Le premier ministre grec, Alexis Tsipras, à Athènes, le 8 février. / Petros Giannakouris / AP

Editorial du « Monde ». La Grèce est-elle enfin capable de voler de ses propres ailes ? Après huit ans d’austérité, qui se sont traduits par plusieurs centaines de réformes, exigeant de la part de la population des efforts et des sacrifices qu’aucun autre pays en Europe n’a eu à subir en temps de paix, Athènes aborde la dernière étape du plan d’aide décidé dans la douleur en août 2015.

Ce plan est le troisième, après ceux de 2010 et de 2011, transformant la Grèce en tonneau des Danaïdes de l’Europe, absorbant au total 346 milliards d’euros de prêts pour maintenir vaille que vaille son économie à flot et éviter au pays une sortie de l’euro. A Bruxelles comme à Athènes, personne ne veut entendre parler d’un quatrième plan. Mais après avoir été sous perfusion du mécanisme européen de stabilité, de la Banque centrale européenne et du Fonds monétaire international pendant huit ans, la Grèce peut-elle redevenir un membre de l’Union comme les autres, capable de se financer sur les marchés ? La partie est loin d’être gagnée.

Retour de la croissance

Du côté de la conjoncture, même si le pays est encore en convalescence, des signes d’amélioration apparaissent. Après neuf ans de recul continu de son PIB, qui a perdu un quart de sa valeur, la Grèce a enfin retrouvé la croissance en 2017, avec une progression de 1,6 %. Le rythme devrait encore s’accélérer en 2018 et 2019, avec une hausse de 2,5 %. Mais il est évidemment trop tôt pour parler de phénomène de rattrapage.

En fait, ces chiffres cachent d’importantes fragilités. L’accélération s’explique essentiellement par le rebond de l’ensemble de la zone euro, qui tire l’économie grecque, et par la reprise du tourisme. Mais l’investissement privé continue de reculer. Le secteur bancaire, plombé par les créances douteuses, n’étant toujours pas capable de financer l’économie.

Surtout, la dette publique, qui représente 177 % du PIB, reste à un niveau qui n’est pas soutenable. Certes, les agences de notation financière viennent de relever la note de la Grèce, mais celle-ci reste en catégorie spéculative.

Le rôle-clé de l’Allemagne

Aujourd’hui, un certain consensus se dégage au sein de l’Eurogroupe pour alléger la charge qui pèse sur le pays. S’il n’est pas question d’effacer d’un trait de plume les créances, les ministres des finances des Etats membres de la zone euro réfléchissent notamment à rallonger la maturité de la dette.
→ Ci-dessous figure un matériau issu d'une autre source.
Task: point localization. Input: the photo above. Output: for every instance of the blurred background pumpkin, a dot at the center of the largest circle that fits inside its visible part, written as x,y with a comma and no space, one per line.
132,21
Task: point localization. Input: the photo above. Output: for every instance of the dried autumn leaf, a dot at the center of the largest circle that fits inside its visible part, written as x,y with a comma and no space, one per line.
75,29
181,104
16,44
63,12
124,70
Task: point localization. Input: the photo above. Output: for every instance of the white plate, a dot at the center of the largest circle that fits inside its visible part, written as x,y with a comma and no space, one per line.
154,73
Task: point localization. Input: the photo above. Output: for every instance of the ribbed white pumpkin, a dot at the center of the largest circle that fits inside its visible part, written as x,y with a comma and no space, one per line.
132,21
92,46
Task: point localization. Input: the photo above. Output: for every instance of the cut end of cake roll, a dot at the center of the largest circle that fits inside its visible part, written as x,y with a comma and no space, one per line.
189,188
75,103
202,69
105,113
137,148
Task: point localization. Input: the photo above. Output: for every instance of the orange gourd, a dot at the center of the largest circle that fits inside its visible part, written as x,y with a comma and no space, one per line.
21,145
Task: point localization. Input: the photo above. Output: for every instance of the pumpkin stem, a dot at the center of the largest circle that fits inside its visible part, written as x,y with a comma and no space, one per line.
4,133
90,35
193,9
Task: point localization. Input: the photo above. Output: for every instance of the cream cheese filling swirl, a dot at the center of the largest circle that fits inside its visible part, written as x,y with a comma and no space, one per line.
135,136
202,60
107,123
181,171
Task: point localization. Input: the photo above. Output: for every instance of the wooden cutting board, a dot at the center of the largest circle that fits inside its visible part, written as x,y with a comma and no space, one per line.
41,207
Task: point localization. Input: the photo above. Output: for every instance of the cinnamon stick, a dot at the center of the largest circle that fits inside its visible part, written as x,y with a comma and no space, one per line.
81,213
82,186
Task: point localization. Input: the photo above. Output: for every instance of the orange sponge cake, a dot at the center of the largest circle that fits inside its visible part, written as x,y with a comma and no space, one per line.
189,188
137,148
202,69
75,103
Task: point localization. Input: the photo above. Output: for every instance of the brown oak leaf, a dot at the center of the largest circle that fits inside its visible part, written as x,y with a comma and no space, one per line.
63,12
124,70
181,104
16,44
Les plus durs envisagent de conditionner ce rééchelonnement. Qu’il s’agisse de nouveaux efforts ou d’engagements fermes de la part d’Athènes à ne pas revenir sur les réformes imposées ces dernières années, les pays de la zone euro doivent rester mesurés dans leurs exigences. Jusqu’à présent, le premier ministre, Alexis Tsipras, avec un certain courage, a accepté de faire subir à son pays trois ans de rigueur supplémentaires, en contradiction complète avec ses promesses électorales. Son parti, Syriza, est aujourd’hui en perte de vitesse.
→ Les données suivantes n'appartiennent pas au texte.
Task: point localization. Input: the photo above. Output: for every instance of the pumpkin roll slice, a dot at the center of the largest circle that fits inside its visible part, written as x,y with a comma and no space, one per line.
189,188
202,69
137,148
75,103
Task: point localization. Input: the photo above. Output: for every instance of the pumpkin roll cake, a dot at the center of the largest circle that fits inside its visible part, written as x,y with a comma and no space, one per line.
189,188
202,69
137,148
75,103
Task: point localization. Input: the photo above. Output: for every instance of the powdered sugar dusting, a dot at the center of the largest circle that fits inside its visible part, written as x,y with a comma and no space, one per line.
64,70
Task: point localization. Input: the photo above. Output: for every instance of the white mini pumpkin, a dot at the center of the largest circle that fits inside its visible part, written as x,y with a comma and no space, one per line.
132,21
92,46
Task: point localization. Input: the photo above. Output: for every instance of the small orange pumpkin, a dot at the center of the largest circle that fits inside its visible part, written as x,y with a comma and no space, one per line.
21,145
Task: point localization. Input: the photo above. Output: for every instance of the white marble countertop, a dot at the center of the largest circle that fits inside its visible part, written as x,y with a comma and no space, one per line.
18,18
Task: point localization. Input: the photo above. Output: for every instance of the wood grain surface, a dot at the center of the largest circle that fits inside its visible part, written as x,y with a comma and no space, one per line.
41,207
Fragiliser un peu plus le leadeur de la gauche radicale à un an de nouvelles élections législatives ne serait pas forcément un bon calcul pour la stabilité politique du pays. L’Allemagne, en tant que premier créancier de la Grèce, doit réfléchir à deux fois avant d’imposer de nouvelles conditions. Le départ du très rigoriste Wolfgang Schäuble du ministère allemand des finances à l’automne 2017 et la formation d’une nouvelle coalition intégrant les sociaux-démocrates doivent constituer une bonne occasion pour que la Grèce entrevoie enfin le bout du tunnel.